# English speaking doctors in Foz Do Arehlo/Caldas ares



## Karen Ince (May 15, 2014)

hi could anyone recommend an English speaking doctor please in the above area and if possible a dentist too?

Many Thanks

karen


----------



## robc (Jul 17, 2008)

Karen Ince said:


> hi could anyone recommend an English speaking doctor please in the above area and if possible a dentist too?
> 
> Many Thanks
> 
> karen


Do you want a private doctor or an NHS equivalent?

Regards the dentist, most dentists are private.
There are both about, just need to know what you want.


----------



## Karen Ince (May 15, 2014)

robc said:


> Do you want a private doctor or an NHS equivalent?
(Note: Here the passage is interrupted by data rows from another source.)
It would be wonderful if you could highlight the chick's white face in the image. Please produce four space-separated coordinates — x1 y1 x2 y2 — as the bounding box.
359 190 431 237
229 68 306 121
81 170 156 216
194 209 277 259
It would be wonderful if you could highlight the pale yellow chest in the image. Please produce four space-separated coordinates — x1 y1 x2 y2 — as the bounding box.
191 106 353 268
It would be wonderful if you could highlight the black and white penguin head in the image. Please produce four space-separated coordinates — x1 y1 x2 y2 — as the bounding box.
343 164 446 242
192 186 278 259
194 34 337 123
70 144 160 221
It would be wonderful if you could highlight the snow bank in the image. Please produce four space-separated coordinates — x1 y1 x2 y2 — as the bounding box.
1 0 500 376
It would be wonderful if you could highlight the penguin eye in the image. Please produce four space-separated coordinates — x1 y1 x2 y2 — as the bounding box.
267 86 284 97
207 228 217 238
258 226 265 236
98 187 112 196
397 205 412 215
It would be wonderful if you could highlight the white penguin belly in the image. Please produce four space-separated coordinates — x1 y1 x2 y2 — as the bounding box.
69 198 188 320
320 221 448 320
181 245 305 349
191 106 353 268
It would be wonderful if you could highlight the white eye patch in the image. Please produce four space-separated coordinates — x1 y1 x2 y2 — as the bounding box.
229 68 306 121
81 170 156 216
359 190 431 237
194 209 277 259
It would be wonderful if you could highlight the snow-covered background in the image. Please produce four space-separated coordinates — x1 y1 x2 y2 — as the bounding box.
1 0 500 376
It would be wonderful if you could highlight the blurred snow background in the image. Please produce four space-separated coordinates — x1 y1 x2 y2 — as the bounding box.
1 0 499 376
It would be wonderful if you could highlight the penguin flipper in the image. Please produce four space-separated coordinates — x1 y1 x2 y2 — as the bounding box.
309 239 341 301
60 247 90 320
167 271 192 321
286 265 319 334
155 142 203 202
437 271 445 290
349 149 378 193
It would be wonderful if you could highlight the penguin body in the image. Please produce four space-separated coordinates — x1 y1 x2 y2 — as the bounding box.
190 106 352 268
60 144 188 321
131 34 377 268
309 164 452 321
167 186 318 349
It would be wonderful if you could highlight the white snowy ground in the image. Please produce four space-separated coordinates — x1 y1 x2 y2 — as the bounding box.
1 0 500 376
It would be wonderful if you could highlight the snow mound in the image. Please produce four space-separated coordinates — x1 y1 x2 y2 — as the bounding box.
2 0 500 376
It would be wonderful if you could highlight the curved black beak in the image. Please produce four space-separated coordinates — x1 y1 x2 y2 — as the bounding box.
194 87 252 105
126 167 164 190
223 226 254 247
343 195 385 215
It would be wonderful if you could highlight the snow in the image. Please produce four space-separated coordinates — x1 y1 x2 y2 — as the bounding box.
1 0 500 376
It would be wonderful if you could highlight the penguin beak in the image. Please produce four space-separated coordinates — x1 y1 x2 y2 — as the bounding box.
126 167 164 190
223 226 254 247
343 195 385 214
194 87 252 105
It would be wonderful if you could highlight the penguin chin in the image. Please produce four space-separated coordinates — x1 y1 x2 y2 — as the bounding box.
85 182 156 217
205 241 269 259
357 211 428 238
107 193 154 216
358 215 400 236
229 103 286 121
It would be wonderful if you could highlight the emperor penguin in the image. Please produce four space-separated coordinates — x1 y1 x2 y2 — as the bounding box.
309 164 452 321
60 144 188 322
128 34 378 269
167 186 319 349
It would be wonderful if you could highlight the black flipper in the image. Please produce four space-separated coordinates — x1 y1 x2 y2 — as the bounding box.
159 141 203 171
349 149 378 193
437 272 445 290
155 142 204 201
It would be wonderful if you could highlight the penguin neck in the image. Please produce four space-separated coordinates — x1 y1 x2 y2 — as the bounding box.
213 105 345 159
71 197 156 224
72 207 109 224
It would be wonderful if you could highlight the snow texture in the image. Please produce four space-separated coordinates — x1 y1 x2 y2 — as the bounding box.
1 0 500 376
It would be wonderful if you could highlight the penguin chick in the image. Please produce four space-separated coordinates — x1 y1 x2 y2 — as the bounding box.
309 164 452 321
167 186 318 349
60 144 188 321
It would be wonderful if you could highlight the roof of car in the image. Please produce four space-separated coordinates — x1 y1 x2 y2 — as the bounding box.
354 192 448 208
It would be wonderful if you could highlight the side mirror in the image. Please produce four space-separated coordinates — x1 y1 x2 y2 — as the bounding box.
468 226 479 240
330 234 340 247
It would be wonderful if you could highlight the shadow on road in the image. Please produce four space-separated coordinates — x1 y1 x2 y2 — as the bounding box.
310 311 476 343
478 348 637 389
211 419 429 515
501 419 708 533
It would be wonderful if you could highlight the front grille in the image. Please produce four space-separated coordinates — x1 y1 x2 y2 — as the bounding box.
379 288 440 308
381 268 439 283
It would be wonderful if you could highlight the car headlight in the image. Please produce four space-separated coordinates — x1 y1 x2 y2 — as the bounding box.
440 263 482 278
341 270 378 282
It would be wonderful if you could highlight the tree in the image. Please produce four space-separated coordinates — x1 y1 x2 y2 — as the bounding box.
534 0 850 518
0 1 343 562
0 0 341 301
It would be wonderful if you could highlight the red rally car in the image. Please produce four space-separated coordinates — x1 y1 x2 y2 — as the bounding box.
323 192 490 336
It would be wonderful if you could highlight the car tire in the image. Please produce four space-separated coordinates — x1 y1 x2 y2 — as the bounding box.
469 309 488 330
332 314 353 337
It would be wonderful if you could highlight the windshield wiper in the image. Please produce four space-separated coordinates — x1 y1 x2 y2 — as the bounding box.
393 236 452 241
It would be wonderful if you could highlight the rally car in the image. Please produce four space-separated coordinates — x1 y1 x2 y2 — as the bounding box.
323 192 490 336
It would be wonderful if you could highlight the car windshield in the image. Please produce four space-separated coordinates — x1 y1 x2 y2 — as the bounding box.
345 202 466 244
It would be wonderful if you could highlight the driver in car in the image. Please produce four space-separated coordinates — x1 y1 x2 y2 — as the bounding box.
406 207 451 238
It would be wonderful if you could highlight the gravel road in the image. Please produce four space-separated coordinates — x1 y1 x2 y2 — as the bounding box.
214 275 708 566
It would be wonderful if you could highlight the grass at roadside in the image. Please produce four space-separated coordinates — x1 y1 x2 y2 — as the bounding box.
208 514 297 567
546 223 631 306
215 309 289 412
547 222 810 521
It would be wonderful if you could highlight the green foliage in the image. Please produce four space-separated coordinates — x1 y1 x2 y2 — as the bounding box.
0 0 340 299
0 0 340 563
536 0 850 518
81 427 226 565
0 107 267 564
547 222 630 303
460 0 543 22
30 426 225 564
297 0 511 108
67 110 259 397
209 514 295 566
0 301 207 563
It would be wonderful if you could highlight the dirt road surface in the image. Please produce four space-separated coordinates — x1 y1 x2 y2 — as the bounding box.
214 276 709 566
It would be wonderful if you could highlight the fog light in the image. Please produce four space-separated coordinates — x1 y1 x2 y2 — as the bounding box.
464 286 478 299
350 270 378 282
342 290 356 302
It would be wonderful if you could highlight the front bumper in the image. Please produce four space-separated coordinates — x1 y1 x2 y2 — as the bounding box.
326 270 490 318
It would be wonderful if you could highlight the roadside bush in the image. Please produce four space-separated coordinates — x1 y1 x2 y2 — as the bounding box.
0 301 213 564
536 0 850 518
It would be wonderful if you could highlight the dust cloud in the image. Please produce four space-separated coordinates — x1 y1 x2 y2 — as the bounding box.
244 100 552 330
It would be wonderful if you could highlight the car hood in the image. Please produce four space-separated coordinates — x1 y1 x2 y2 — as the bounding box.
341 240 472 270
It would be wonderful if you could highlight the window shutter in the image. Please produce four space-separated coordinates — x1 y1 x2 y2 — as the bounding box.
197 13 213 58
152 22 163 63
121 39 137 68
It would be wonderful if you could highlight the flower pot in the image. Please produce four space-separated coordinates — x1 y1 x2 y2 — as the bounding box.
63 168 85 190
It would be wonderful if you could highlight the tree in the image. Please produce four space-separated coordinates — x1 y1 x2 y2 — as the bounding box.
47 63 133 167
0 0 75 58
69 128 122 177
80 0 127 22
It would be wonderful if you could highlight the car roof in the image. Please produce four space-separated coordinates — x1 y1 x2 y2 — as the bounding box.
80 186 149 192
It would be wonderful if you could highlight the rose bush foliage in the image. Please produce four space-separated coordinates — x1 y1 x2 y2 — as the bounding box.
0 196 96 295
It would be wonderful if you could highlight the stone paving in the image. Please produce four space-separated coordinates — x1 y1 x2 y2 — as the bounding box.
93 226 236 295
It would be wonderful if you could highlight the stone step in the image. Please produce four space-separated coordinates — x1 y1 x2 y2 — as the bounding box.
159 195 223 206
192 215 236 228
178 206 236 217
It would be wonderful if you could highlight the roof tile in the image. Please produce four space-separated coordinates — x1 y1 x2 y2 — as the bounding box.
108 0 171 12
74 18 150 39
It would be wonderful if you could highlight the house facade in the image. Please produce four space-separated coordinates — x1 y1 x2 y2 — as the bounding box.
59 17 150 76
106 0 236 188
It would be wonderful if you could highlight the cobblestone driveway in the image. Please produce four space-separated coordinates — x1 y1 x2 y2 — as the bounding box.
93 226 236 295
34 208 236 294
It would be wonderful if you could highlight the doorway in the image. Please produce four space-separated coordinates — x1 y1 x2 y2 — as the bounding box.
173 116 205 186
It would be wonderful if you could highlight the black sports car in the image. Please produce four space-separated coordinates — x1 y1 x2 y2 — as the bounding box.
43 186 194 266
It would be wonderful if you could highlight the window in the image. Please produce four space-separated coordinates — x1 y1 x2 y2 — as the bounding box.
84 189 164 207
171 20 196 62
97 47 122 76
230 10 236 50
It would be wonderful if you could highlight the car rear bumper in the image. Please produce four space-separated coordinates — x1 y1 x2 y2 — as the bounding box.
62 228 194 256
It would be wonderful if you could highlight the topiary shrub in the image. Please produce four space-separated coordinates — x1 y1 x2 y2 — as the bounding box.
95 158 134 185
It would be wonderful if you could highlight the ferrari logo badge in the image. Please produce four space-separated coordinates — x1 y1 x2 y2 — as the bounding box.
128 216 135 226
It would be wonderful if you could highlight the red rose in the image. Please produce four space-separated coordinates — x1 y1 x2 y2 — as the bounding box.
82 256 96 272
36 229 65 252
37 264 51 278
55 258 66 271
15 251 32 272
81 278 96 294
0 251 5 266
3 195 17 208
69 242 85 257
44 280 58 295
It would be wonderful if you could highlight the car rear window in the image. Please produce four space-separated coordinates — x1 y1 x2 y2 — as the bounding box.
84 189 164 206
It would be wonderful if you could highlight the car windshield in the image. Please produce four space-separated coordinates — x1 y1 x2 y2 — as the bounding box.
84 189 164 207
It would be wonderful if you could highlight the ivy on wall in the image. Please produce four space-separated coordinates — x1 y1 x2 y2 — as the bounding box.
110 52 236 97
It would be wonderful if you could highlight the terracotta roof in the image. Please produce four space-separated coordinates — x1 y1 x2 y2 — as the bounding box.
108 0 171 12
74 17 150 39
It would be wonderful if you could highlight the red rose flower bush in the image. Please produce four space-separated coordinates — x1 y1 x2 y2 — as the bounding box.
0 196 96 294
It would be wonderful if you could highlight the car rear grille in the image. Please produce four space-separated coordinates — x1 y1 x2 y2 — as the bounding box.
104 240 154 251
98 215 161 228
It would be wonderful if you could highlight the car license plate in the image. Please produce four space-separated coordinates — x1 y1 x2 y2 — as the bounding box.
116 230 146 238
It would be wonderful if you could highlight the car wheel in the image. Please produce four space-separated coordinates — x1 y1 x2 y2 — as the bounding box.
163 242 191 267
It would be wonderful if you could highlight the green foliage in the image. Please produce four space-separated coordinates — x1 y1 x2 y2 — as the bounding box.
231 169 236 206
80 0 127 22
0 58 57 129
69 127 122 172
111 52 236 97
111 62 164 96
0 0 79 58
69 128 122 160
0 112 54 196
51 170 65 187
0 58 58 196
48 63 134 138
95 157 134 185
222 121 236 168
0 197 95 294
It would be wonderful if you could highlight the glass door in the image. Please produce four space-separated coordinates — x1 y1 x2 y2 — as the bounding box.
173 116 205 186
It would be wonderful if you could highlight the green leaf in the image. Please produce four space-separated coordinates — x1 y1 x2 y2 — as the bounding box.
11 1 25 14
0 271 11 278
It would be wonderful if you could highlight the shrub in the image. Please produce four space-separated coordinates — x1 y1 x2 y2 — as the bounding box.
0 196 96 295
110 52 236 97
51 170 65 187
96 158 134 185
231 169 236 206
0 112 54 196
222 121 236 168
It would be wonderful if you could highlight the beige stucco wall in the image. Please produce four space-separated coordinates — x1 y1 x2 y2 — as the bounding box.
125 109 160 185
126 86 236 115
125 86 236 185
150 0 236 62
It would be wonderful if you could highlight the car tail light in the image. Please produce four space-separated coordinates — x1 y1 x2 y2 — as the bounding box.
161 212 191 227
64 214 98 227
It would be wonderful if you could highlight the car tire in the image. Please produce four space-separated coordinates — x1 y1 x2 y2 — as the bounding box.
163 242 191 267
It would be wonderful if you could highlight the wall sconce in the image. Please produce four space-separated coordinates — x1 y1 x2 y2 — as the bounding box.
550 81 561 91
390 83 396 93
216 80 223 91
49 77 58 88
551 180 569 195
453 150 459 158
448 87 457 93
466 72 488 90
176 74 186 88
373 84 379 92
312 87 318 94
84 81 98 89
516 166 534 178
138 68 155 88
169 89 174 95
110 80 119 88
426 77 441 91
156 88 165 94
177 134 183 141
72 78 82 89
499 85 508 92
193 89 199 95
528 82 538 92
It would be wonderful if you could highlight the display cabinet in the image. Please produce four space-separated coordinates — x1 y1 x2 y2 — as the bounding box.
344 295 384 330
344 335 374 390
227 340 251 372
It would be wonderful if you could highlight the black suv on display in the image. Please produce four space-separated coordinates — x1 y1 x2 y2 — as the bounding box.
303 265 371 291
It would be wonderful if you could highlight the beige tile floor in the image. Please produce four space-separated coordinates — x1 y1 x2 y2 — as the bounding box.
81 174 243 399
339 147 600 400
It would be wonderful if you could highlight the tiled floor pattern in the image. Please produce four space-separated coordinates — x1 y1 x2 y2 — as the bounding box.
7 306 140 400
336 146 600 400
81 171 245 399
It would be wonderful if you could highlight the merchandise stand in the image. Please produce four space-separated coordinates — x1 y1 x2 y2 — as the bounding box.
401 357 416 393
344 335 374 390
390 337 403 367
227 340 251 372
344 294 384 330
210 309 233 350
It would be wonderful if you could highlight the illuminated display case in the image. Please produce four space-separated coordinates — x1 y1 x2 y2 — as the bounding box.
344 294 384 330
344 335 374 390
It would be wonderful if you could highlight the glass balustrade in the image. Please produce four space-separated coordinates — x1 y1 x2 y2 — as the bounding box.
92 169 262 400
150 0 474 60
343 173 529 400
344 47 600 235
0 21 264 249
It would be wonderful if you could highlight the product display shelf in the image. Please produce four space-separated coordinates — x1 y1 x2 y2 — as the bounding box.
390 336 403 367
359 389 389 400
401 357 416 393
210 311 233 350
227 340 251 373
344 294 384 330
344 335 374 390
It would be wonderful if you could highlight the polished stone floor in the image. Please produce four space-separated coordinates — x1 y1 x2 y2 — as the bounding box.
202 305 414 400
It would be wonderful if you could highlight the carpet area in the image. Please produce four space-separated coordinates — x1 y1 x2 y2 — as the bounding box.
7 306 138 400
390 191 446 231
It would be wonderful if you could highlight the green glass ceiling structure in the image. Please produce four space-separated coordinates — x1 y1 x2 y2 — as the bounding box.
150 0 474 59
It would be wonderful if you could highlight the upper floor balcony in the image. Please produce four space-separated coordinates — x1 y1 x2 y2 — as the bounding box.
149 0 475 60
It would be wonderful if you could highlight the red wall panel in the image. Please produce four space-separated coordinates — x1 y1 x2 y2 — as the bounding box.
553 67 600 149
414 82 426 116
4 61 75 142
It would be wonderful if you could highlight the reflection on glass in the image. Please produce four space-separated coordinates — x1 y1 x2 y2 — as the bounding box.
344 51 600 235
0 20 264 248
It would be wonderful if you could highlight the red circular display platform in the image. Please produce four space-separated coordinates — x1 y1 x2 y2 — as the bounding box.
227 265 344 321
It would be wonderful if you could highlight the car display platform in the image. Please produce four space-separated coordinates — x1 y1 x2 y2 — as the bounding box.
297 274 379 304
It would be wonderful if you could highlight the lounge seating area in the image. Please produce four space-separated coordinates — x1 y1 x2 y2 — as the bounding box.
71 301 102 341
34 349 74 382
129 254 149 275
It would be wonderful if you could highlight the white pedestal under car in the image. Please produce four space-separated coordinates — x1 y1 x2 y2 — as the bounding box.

Regards the dentist, most dentists are private. There are both about, just need to know what you want.


 hi would like NHS equivalent please as not residents


----------



## siobhanwf (Mar 20, 2009)

Dra Rose Marie Barbosa
Clinimed Obidos

Location:

Address:
Rua da Raposeira, Lote 7
Bairro dos Arcos
2510-115 Óbidos

Tel. 262 950 641
Email. [email protected]

http://www.clinimed-obidos.com/index.php?pagename=pg_especialidades&template=default&lang=en



Cost of consultation €40 but well worth it!!

If you are not registered with a doctor here already and "in" the NHS system it will coast you almost that anyway.


----------



## canoeman (Mar 3, 2011)

As *visitors/holidaymakers *you can use your UK EHIC card at any Centro de Saude, you will have to pay, but if you keep any receipts then you can get a refund from Portugals Social Security Centres or from UK on return if that treatment was free in UK


----------



## Karen Ince (May 15, 2014)

Thank you everyone for the advice. Very much appreciated


----------